Poco caso se hizo a las palabras del columnista más importante de México de finales del siglo XX y principios del XXI. Hoy podemos ver las consecuencias. Anteayer, en un noticiero de radio de la capital del país, comentó el gobernador: “Me han dicho borracho, tiene ya varios meses que no me tomo ni una sola copa”. Esas eran parte de sus preocupaciones, aunque también se dijo dolido por la desaparición de los normalistas. Aún así, la clase política parece resistirse a que Ángel Aguirre Rivero se vaya. Tímidamente, el presidente nacional del PRD, Carlos Navarrete, dijo el martes que propio mandatario debe decidir si se queda en el cargo o no. Y este miércoles, el presidente del PRI, César Camacho Quiroz, se pronunció por su permanencia en la gubernatura porque hay muchos asuntos pendientes y debe cumplir con su obligación jurídica y ética política. Sin embargo, la coincidencia entre ambos dirigentes partidistas es que la salida de Aguirre Rivero no resolverá ningún problema.
Y los normalistas siguen desaparecidos. Y cada vez se descubren más fosas clandestinas con más y más cadáveres. Nadie sabe de quién son esos cuerpos, pero lo que sí desvelan es que la Operación Coordinada Guerrero Seguro del sexenio de Felipe Calderón no funcionó. Y tampoco, las acciones que se supone se emprendieron para controlar la criminalidad en lo que va del 2012 a la fecha. Al contrario, la violencia se desbordó y así como ha puesto en jaque la gobernabilidad en esa entidad, ha generado la indignación a todo lo largo y ancho del país. Los maestros de Guerrero, Oaxaca y Michoacán han salido a las calles: Estudiantes de las más importantes universidades públicas y privadas también han suspendido labores para protestar.
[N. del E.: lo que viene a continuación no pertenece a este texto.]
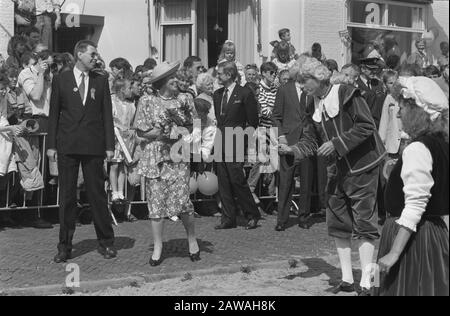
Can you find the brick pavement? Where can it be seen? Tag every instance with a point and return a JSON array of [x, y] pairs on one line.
[[26, 254]]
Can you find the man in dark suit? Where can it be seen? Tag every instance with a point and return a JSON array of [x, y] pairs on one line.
[[235, 107], [289, 117], [81, 131]]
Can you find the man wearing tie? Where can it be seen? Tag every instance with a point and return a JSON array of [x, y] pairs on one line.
[[235, 107], [81, 132], [290, 116]]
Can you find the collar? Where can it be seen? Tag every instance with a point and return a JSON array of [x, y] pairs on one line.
[[77, 72], [265, 86], [231, 88], [329, 104]]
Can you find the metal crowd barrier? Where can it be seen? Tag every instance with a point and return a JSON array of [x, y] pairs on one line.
[[41, 194]]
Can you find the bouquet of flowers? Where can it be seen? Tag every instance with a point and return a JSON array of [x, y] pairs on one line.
[[174, 118]]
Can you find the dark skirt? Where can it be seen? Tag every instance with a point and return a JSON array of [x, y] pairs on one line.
[[422, 269]]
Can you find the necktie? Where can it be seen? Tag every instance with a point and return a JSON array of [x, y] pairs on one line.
[[82, 87], [224, 102]]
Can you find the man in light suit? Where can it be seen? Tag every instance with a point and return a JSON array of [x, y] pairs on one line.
[[235, 107], [81, 131]]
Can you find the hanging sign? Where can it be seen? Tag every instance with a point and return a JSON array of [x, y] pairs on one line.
[[373, 14]]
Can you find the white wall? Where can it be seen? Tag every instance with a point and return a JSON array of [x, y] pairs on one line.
[[309, 20], [125, 33], [323, 21], [6, 25], [438, 18]]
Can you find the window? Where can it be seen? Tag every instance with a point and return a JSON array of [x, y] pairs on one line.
[[178, 26], [384, 28]]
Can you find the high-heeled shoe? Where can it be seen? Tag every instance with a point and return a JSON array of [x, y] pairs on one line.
[[155, 263], [195, 257]]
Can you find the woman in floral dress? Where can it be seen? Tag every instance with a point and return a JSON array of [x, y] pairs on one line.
[[167, 182]]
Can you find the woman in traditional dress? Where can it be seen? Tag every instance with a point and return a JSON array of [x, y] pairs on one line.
[[413, 255]]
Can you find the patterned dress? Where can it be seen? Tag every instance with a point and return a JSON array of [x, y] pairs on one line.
[[167, 183]]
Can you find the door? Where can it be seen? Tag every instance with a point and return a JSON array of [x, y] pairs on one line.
[[217, 28]]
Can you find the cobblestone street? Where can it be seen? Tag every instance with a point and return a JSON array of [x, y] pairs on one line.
[[26, 253]]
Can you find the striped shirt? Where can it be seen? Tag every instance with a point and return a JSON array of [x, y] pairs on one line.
[[266, 99]]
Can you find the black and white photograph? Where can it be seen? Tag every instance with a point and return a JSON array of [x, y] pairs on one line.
[[224, 155]]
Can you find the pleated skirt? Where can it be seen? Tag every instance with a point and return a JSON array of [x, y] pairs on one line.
[[423, 268]]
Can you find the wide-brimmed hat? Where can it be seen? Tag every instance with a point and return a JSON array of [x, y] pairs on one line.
[[163, 70], [372, 63]]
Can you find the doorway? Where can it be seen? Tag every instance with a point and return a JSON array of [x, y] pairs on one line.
[[217, 21]]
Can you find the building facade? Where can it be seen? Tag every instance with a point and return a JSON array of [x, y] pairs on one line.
[[174, 29]]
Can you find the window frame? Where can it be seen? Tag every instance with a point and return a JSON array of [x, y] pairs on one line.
[[192, 23]]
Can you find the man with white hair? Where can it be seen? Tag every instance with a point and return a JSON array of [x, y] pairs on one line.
[[349, 136]]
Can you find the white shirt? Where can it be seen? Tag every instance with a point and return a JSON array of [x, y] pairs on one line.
[[230, 90], [49, 6], [27, 80], [390, 125], [299, 91], [418, 181], [77, 74]]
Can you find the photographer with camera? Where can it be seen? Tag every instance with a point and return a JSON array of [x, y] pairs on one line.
[[36, 84]]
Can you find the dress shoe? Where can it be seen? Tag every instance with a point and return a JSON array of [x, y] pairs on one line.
[[303, 223], [344, 287], [252, 224], [155, 263], [225, 226], [41, 224], [131, 218], [195, 257], [364, 292], [62, 256], [107, 252]]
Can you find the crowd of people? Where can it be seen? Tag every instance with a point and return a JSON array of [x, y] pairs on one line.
[[377, 134]]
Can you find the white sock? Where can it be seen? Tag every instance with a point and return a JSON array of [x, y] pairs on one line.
[[345, 257], [366, 251]]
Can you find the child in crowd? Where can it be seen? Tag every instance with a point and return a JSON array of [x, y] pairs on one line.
[[208, 127], [266, 100], [14, 96], [28, 60], [123, 113], [284, 35], [120, 69], [251, 73], [316, 52], [228, 53], [283, 77], [185, 80], [283, 59]]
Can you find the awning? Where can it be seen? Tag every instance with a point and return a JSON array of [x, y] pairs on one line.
[[85, 20]]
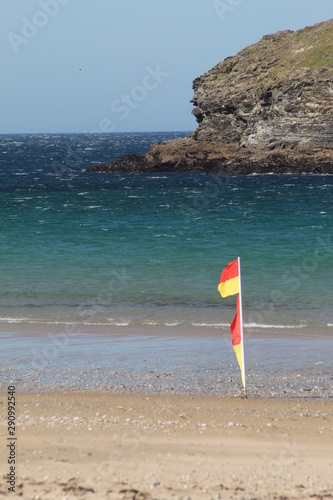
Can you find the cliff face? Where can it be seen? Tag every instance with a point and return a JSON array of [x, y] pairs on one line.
[[280, 89], [269, 108]]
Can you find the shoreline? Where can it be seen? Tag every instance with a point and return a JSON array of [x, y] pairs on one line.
[[121, 446], [283, 366]]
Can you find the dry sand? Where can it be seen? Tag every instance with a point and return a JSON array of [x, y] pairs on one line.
[[121, 446]]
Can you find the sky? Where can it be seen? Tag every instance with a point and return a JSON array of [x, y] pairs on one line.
[[71, 66]]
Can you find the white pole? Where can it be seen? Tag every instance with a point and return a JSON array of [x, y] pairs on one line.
[[241, 323]]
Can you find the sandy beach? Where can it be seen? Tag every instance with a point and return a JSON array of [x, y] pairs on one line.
[[85, 444]]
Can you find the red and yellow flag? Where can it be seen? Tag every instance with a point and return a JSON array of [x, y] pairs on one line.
[[236, 335], [229, 281], [230, 285]]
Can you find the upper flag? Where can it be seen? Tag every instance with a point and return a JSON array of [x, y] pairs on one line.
[[229, 281]]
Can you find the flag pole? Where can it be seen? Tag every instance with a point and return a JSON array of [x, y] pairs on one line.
[[241, 324]]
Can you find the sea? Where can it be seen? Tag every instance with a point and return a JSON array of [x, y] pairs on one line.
[[142, 253]]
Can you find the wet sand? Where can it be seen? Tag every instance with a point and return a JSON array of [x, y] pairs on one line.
[[126, 415], [103, 445]]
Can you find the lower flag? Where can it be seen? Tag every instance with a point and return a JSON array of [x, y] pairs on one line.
[[237, 341]]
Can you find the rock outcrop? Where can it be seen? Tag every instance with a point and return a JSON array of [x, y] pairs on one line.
[[267, 109]]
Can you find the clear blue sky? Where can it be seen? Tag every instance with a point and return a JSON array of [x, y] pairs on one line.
[[124, 65]]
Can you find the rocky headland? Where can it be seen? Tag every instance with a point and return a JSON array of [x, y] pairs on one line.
[[267, 109]]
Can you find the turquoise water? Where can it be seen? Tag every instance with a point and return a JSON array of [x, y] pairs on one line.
[[148, 249]]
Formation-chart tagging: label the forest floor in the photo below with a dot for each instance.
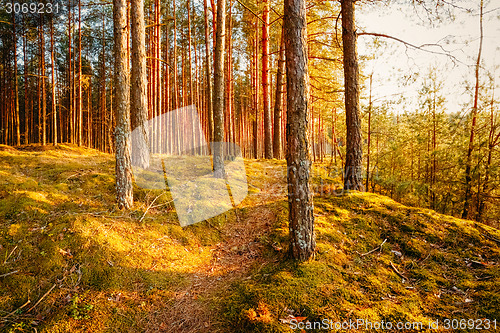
(70, 261)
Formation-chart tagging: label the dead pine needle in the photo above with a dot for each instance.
(397, 272)
(10, 254)
(10, 273)
(375, 249)
(16, 310)
(41, 298)
(149, 207)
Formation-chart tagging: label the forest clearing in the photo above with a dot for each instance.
(249, 166)
(106, 271)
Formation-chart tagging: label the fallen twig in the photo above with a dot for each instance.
(375, 249)
(19, 308)
(10, 254)
(151, 204)
(41, 298)
(397, 272)
(10, 273)
(491, 237)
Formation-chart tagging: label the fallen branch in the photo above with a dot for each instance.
(151, 204)
(41, 298)
(397, 272)
(10, 273)
(375, 249)
(10, 254)
(19, 308)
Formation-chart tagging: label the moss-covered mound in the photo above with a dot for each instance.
(71, 262)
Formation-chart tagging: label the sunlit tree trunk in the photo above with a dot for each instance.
(53, 64)
(43, 124)
(301, 218)
(17, 127)
(367, 188)
(122, 107)
(468, 165)
(139, 102)
(278, 102)
(80, 98)
(266, 100)
(219, 90)
(353, 179)
(208, 76)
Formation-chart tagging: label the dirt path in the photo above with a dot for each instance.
(231, 259)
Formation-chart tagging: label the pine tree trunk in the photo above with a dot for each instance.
(208, 76)
(71, 129)
(266, 100)
(43, 124)
(218, 159)
(17, 129)
(353, 179)
(487, 169)
(122, 107)
(367, 188)
(139, 102)
(80, 102)
(300, 202)
(53, 64)
(468, 165)
(278, 102)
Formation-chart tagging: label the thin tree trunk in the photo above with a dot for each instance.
(491, 145)
(300, 203)
(218, 159)
(468, 165)
(53, 64)
(27, 118)
(208, 76)
(44, 92)
(16, 125)
(353, 179)
(278, 102)
(71, 129)
(139, 102)
(80, 103)
(266, 100)
(367, 188)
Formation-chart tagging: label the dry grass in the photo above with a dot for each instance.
(85, 266)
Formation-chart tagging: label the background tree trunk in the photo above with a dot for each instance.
(300, 203)
(219, 90)
(266, 100)
(278, 103)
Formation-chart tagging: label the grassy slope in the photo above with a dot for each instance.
(59, 228)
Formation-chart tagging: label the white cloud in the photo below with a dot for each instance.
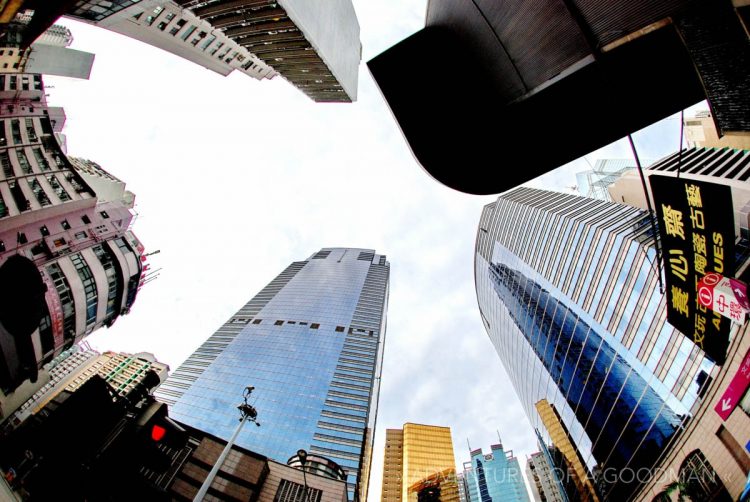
(234, 179)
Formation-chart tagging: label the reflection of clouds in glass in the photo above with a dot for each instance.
(626, 418)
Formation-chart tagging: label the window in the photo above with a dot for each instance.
(57, 187)
(89, 286)
(187, 33)
(39, 193)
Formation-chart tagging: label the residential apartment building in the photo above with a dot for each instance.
(53, 225)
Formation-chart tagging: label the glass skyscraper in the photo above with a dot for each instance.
(311, 343)
(567, 289)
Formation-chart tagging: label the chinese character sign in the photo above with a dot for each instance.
(696, 229)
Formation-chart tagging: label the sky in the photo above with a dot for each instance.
(236, 178)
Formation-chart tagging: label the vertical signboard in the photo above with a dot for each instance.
(696, 229)
(735, 390)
La crisis desbordada en Guerrero se extiende a otras entidades en forma de preocupación por la suerte de los normalistas y de manifestaciones de inconformidad contra los gobiernos. Mientras, los partidos vuelven a tomar el papel alejado de la sociedad que eligieron desde hace tiempo. Al menos así parece ser en el caso del PRD, algunos de cuyos militantes advierten que el golpazo que han recibido Los Chuchos por defender a Aguirre Rivero se transformará en resultados electorales nada agradables en el 2015. La ley, la cordura y el compromiso por México atraviesan por un mal momento.